Concrete Mathematics problem 1.9c proof by contradiction

Question

I'm self-studying the Concrete Mathematics book and I'm trying to work through the following problem:

Consider the following statement:

$ P(n): x_1 ... x_n \leq \left( \frac{x_1 + ... + x_n}{n}\right)^n$ , if $ x_1, ..., x_n \geq 0 $

This is true when $n = 2$, since $(x_1 + x_2)^2 - 4x_1x_2 = (x_1 - x_2)^2 \geq 0$.

a) By setting $x_n = \frac{x_1 + ... + x_{n-1}}{n-1}$, prove that $P(n) \implies P(n-1)$ whenever $n > 1$.

b) Show that $P(n)$ and $P(2)$ imply $P(2n)$

c) Explain why this implies the truth of $P(n)$ for all $n$.

I've already done the first two parts, but I'm trying to reason about why (c) is true. I guess it's because the question asks us to explain why this implies truth for all $n$ instead of prove it, but I'm not satisfied with the book's answer. I've attempted to come up with my own rigorous proof to convince myself of this assertion inspired by this post. I'm wondering, would this be a valid proof by contradiction to show that $P(n)$ is true for all $n$?

Proof by Contradiction

Assume there is a non-empty set $S = \lbrace s \in \mathbb{N} | P(s) \text{ is false } \rbrace $.

Due to the well-ordering principle, we know that $S$ must have a minimum if it is non-empty. Let's take the minimum to be $s_0 = \text{min}(S)$. Because we know the base case P(2) is true, $s_0 > 2$.

Since $s_0$ is the minimum of set $S$, $\forall x \in [2, n), P(x)$ is true.

Without loss of generality, assume that $s_0$ is odd as it can be easily proven if $s_0$ is even. $P \left( \frac{s_0+1}{2} \right)$ is true since $\frac{s_0+1}{2} < s_0$ for $s_0 > 1$ and we've established that $s_0 > 2$.

Since $ P(n) \land P(2) \implies P(2n)$, $P(\frac{s_0+1}{2}) \land P(2) \implies P(s_0 + 1)$. Thus, $P(s_0+1)$ must be true.

Because $ P(n) \implies P(n-1)$ when $n > 1$, $P(s_0+1) \implies P((s_0 + 1) - 1) = P(s_0)$. Thus, $P(s_0)$ must be true.

However, this contradicts our assumption that there is a minimum of $S$, $s_0 = \text{min}(S)$. Thus, if there is no minimum of $S$, $S = \emptyset$ and there are no $x \in \mathbb{N}$ such that $P(x)$ is false.

Answer 1

Your argument is correct, if a bit over-complicated. And I would not say that you can assume without loss of generality that $s_0$ is odd: the argument in the even case is pretty trivial, but an argument is required.

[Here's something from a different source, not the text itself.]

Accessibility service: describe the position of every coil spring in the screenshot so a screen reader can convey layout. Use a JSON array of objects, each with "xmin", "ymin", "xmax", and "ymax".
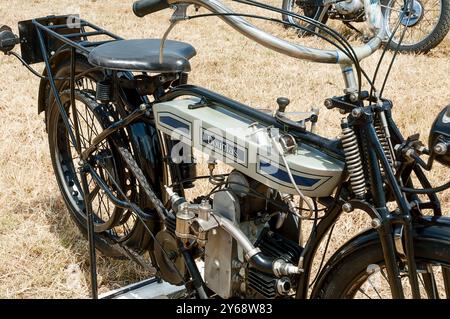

Alternatively, one can observe that it follows from (b) by a trivial induction that $P(2^n)$ holds for all $n\in\Bbb Z^+$, and it follows from (a) by an equally easy (downward) induction that if $2\le m\le n$, and $P(n)$ holds, then $P(m)$ holds. Since for each $m\ge 2$ there is an $n\in\Bbb Z^+$ such that $m\le 2^n$, the result follows.